Invité des rédactions de Fraternité Matin, hier

Modeste-Armand Goran Koffi ( Dg de l’Insaac ) : » Bientôt l’Institut aura un nouveau visage… ».

 » Enseignement artistique et culturel : la nouvelle vision de l’Insaac «  est la thématique autour de laquelle les débats ont tourné lors de ce rendez-vous avec les journalistes.

Le premier responsable a fait l’état des lieux depuis la création de l’Institut en rappelant  qu’à l’origine l’INA ( Institut national des arts ) était un établissement hybride qui rassemblait en son sein les établissements secondaires et les établissements supérieurs.  » Avec la création de l’Inssac il était prévu une rupture puisque la vision de l’époque était de mettre en place une industrie culturelle voire une économie ce la culture qui permettrait au pays d’équilibrer des aspects de son fonctionnement. « . Malheureusement le projet de départ n’a pas donné le résultat escompté « , a t-il déploré.

Pour le Dg, la transition tant souhaitée n’a pas pu s’opérer et l’Institut est resté fermé sur lui-même. L’invité a regretté le fait que l’Institut n’appartient à aucune communauté scientifique, ni au Cames , ni à l’Université de la Francophonie encore moins au Réseau d’excellence de l’enseignement supérieur en Afrique de l’Ouest mis en place pour l’implémentation du système Lmd. La dimension formation artistique et culturelle devrait être prise en compte pour réussir cette transition selon le Prof Goran Koffi mais hélas ! Dans la foulée, l’Etat ne s’est pas donné les moyens d’assurer la requalification des enseignants, a révélé le premier responsable de l’Institut avant de dénoncer le manque d’infrastructures, la faiblesse des ressources et des contenus d’enseignement et l’instabilité à la tête de l’Institut. A ce sujet, Le Prof Goran a fait savoir qu’en 25 ans, l’Insaac est à son 13 ème directeur , avec 10 ministres qui se sont succédé. Au chapitre de la pédagogie, l’intervenant  a dénoncé le faible taux d’employabilité, le manque de laboratoire, le manque de personnel qualifié et l’absence d’une saison artistique.
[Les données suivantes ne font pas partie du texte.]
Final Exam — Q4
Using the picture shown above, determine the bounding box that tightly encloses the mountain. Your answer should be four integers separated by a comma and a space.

Pour permettre à l’Institut de tenir son rôle, le directeur de l’Insaac a signé des partenariats pour ouvrir son établissement sur l’extérieur. Cependant tout n’est pas aussi sombre comme on pourrait le penser a rétorqué le conférencier. Il a salué l’évolution du processus de requalification des enseignants avec la sortie prochaine des premiers doctorants de l’école doctorale, l’obtention d’une place d’attachée de recherche au ministère de l’enseignement supérieur et de la recherche scientifique et à la commission nationale des enseignants du supérieur.

Au chapitre des bonnes nouvelles, il a révélé que l’Etat s’est engagé à réhabiliter et à étendre l’école avec une salle de 700 places l’année prochaine. Rejetant les accusations portées contre la direction au sujet du non-paiement des bourses allouées aux étudiants.

Prof Goran Koffi a indiqué  que la gestion de la bourse n’est pas du ressort de l’Insaac mais plutôt du Ministère de l’enseignement supérieur et de la recherche scientifique  et du Trésor public.